O primeiro discute-se assim. — Parece que o primeiro pecado do primeiro pai não se lhe transmitiu aos descendentes pela geração.

1. — Pois, diz a Escritura (Ez 18): o filho não carregará com a iniqüidade do pai. Ora, carregaria, se dele a recebesse. Logo, ninguém herda, pela geração, o pecado de nenhum dos pais.

2. Demais. — O acidente não se transmite pela geração, sem a transmissão do sujeito, porque o acidente não passa de um sujeito para outro. Ora, a alma racional, sujeito da culpa, não se transmite pela geração, como já se demonstrou na primeira parte. Logo, também nenhuma outra culpa pode se transmitir por ela.
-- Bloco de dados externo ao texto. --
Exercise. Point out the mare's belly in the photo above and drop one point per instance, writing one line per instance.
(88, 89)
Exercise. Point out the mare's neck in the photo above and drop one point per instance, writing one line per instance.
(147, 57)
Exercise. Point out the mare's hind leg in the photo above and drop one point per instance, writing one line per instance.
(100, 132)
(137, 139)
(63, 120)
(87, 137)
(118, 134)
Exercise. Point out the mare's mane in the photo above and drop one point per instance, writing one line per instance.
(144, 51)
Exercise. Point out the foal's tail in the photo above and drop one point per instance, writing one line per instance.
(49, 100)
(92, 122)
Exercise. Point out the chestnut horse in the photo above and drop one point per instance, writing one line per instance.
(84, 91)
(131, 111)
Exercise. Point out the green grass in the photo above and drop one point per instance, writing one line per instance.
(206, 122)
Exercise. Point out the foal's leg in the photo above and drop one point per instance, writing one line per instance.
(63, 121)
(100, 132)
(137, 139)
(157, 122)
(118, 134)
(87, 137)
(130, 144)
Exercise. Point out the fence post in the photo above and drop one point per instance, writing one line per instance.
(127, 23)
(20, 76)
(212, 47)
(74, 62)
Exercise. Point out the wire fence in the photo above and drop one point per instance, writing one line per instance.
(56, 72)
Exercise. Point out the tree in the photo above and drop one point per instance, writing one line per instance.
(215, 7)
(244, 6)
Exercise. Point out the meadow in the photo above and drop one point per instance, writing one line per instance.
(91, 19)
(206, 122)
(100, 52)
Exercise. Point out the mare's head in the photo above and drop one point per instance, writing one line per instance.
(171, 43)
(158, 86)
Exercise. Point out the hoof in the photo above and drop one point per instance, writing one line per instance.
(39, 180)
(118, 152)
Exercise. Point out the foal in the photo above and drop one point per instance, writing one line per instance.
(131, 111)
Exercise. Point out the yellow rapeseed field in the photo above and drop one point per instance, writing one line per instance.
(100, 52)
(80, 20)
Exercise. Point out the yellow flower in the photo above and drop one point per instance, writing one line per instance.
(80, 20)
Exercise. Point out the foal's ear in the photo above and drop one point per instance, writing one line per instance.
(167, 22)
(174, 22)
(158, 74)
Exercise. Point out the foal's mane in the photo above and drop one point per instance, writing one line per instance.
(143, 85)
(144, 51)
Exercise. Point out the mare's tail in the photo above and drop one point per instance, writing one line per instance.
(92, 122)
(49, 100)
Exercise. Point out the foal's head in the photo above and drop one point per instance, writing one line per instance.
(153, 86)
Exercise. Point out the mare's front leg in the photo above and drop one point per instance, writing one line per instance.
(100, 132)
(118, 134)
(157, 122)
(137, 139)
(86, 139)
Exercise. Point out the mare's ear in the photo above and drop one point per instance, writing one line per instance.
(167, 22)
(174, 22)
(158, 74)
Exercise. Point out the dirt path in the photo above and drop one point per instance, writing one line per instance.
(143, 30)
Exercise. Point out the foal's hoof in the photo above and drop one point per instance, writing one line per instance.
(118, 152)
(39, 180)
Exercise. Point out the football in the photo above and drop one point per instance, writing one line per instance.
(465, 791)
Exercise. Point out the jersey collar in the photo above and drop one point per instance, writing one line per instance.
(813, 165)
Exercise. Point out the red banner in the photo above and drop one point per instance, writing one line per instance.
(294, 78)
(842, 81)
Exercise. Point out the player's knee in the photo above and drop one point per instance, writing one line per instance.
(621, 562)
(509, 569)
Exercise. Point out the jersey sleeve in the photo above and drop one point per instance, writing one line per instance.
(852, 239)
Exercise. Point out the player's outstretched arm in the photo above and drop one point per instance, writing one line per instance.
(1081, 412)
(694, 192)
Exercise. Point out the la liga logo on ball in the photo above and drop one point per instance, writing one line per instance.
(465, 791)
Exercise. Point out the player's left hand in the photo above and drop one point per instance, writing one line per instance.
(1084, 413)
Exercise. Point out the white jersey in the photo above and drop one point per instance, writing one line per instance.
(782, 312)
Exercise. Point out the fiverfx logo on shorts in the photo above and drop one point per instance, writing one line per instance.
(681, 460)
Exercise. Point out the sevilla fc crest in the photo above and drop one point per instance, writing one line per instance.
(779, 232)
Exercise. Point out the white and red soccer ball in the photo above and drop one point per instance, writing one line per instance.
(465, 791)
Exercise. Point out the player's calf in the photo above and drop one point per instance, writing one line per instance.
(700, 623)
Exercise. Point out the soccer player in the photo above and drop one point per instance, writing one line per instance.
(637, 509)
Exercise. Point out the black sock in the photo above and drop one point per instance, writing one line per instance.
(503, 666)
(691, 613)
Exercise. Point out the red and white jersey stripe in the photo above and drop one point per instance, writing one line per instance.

3. Demais. — Tudo o que se transmite pela geração humana é causada pelo sêmen. Ora, o sêmen não pode causar o pecado, por lhe faltar a parte racional da alma, causa única deste. Logo, não podemos herdar nenhum pecado pela geração.

4. Demais. — O que é de natureza mais perfeita age mais intensamente. Ora, a carne perfeita não pode macular a alma, que lhe está unida; do contrário esta, enquanto unida aquela, não poderia purificar-se da culpa original. Logo, com maior razão, não pode o sêmen macular a alma.

5. Demais. — O Filósofo diz: ninguém critica os defeituosos de nascença, mas, os que o são por desídia e negligência. Ora, chamam-se defeituosos de nascença os que tem um defeito de origem. Logo, pela origem, nada é susceptível e críticas, nem é pecado.

Mas, em contrário, diz a Escritura (Rm 5): por um homem entrou o pecado neste mundo. O que não se pode entender a modo de imitação, pois diz ainda a Escritura (Sb 2): por inveja do diabo entrou no mundo a morte. Logo, só pela geração do primeiro homem entrou o pecado no mundo.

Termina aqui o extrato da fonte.